FBI drops national security letters in face of lawsuits

By Michael Fraase

Wednesday, 14 May 2008 08:16PM CST

Section: Privacy

National security lettersOne of the more disturbing tactics of the Bush administration’s methodical erosion of the US citizenry’s civil liberties is the use of national security letters, secret administrative orders demanding personal and behavioral information that are not subject to judicial approval. The FBI issues around 50,000 national security letters each year. Recipients of national security letters are forbidden from disclosing anything about the order, including its very existence.

Nice trick.

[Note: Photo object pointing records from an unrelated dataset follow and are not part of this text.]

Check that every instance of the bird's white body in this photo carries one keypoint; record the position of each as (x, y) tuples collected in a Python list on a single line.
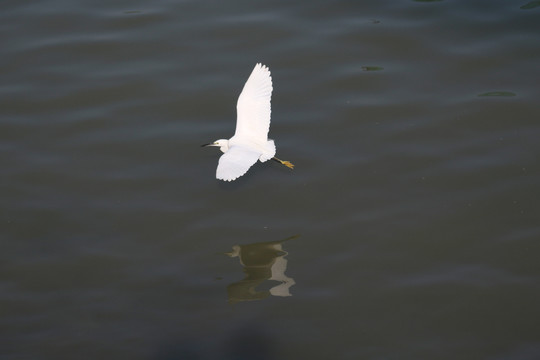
[(250, 141)]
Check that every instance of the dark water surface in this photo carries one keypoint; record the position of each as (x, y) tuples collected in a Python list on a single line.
[(409, 229)]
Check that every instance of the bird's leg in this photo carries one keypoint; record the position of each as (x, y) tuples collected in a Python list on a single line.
[(286, 163)]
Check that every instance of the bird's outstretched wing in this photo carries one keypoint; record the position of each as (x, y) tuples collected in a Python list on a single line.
[(235, 163), (253, 106)]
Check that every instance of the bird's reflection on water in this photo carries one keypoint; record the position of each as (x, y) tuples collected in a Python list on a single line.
[(261, 261)]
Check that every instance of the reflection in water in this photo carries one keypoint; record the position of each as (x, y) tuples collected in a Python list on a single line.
[(261, 261)]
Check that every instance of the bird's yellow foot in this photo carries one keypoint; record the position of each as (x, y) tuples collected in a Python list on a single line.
[(286, 163)]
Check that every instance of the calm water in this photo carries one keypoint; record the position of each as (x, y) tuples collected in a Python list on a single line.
[(408, 230)]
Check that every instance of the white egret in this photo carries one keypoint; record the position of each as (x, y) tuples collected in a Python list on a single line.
[(250, 141)]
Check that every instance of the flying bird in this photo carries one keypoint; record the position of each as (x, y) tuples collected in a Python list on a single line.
[(250, 141)]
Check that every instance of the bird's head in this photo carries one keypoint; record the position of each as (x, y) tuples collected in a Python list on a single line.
[(222, 143)]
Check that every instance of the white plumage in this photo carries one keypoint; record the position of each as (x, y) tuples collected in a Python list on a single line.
[(250, 141)]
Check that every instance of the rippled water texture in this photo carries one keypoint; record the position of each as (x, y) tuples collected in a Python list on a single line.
[(408, 229)]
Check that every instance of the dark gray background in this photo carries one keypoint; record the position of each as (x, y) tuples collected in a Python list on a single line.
[(414, 197)]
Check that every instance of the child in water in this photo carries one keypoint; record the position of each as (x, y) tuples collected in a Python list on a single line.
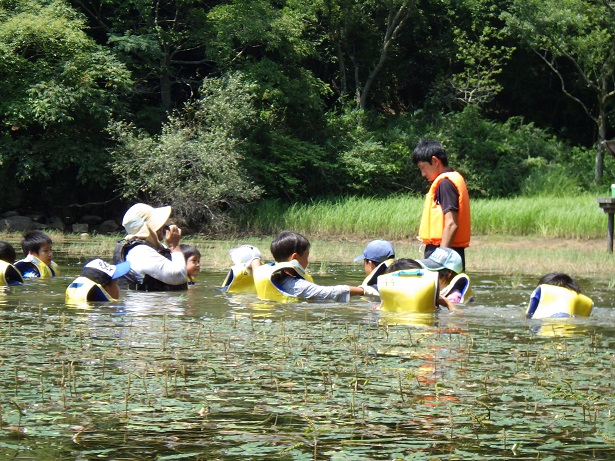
[(455, 285), (558, 295), (406, 264), (376, 257), (193, 262), (286, 279), (9, 275), (36, 246), (97, 282)]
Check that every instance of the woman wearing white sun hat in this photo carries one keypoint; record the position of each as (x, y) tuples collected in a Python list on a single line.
[(154, 267)]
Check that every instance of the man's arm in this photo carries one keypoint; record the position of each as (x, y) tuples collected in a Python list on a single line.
[(451, 224)]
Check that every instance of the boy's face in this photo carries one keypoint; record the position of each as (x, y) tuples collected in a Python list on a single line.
[(113, 289), (430, 170), (193, 265), (44, 253), (303, 258)]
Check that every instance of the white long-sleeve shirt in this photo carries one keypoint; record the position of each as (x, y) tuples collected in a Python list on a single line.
[(144, 260)]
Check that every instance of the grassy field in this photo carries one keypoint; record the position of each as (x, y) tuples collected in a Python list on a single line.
[(529, 236)]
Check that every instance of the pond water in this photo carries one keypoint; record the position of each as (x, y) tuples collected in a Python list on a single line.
[(205, 375)]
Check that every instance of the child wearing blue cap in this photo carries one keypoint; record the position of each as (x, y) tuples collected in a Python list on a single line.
[(449, 265), (377, 256), (97, 282), (9, 274)]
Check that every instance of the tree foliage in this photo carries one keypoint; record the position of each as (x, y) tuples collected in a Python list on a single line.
[(59, 90), (194, 165)]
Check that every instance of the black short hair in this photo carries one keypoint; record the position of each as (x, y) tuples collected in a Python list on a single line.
[(7, 252), (426, 149), (402, 264), (34, 240), (287, 243), (559, 279), (189, 251)]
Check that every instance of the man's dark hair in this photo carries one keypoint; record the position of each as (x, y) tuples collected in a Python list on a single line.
[(559, 279), (7, 252), (34, 240), (426, 149), (287, 243)]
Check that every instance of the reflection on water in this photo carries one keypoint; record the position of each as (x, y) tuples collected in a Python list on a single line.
[(208, 375)]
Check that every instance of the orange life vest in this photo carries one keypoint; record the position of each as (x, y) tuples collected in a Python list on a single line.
[(432, 222)]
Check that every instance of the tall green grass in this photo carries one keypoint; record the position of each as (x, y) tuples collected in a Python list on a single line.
[(398, 217)]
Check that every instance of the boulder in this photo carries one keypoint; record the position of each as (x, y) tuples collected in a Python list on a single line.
[(56, 223), (90, 220), (16, 224), (80, 228), (108, 227)]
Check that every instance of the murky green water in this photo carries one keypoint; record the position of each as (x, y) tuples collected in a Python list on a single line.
[(211, 376)]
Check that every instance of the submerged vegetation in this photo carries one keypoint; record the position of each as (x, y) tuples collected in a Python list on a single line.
[(174, 377)]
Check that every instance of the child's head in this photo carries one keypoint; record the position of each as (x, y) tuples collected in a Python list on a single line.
[(193, 259), (376, 252), (446, 261), (106, 275), (560, 279), (7, 252), (38, 244), (290, 245), (402, 264)]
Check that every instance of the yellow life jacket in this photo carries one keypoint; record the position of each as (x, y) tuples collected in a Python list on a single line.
[(372, 277), (413, 290), (461, 282), (43, 269), (553, 301), (266, 287), (432, 221), (10, 274), (239, 279), (83, 290)]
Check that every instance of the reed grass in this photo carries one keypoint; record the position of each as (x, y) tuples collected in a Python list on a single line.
[(398, 217), (529, 236)]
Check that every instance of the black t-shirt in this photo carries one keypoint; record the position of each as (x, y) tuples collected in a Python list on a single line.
[(447, 196)]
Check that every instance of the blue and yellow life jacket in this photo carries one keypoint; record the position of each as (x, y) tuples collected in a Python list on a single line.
[(82, 290), (413, 290), (372, 277), (461, 282), (10, 275), (265, 280), (34, 265), (239, 279), (549, 301)]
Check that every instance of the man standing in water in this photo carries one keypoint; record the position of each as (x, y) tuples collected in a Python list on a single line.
[(446, 213)]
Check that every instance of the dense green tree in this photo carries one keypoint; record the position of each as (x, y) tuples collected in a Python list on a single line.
[(59, 90), (194, 165), (576, 39), (162, 43)]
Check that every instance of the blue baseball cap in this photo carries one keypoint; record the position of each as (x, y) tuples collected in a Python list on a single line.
[(378, 251)]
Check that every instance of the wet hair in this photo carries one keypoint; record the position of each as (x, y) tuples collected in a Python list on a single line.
[(402, 264), (189, 251), (559, 279), (287, 243), (34, 240), (7, 252), (426, 149)]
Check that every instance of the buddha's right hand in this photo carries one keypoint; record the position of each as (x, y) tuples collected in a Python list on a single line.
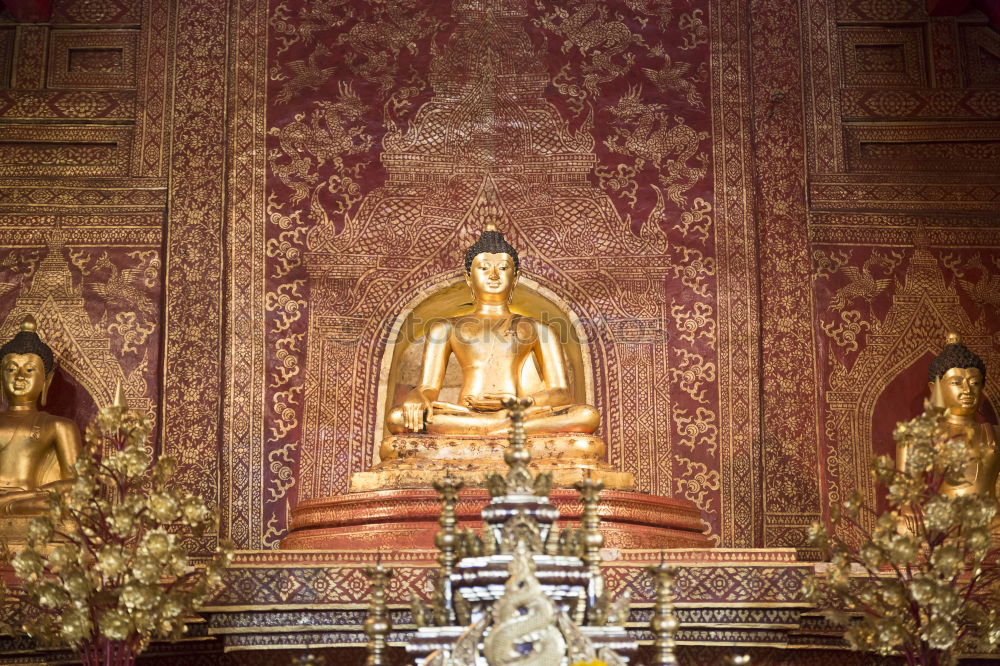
[(416, 413)]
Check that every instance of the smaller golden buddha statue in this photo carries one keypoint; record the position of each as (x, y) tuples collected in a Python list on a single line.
[(491, 345), (955, 379), (37, 449)]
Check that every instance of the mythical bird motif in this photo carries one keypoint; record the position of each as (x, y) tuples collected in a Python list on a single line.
[(588, 28), (659, 143), (862, 283), (328, 135), (120, 288), (674, 77), (306, 74), (397, 27)]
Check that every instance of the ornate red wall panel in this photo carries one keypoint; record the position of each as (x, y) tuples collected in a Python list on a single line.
[(609, 136), (80, 232), (903, 225)]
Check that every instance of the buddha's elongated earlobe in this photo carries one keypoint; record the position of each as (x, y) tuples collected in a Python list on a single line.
[(937, 400), (45, 388)]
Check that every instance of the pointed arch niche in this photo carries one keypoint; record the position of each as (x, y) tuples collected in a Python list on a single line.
[(890, 374), (450, 297)]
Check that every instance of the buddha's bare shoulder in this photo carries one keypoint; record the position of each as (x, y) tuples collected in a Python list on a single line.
[(59, 423)]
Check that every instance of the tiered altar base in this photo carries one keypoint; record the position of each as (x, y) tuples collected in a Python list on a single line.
[(408, 519), (726, 597)]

The administration uses this tactic to obtain calling information, online usage patterns, and similar information from telephone companies and internet service providers.

Last November, the FBI served such an order on the Internet Archive in an attempt to obtain information about one of the archive’s patrons. But the Internet Archive used a provision of the reauthorized USA Patriot Act—a provision that exempts libraries—to challenge the order. More importantly, the Internet Archive also alleged that the disclosure restriction was unconstitutional.

The FBI, wanting no part of a potential ruling that would limit the disclosure restriction, dropped the gag order. Earlier this month the case documents were unsealed.

Melissa Goodman, an ACLU attorney, told the Washington Post‘s Ellen Nakashima that the FBI has similarly backed down whenever a national security letter has been challenged in court. “That calls into question how much the FBI needed the information in the first place, and finally, whether the FBI needs this kind of sweeping and unchecked surveillance power.”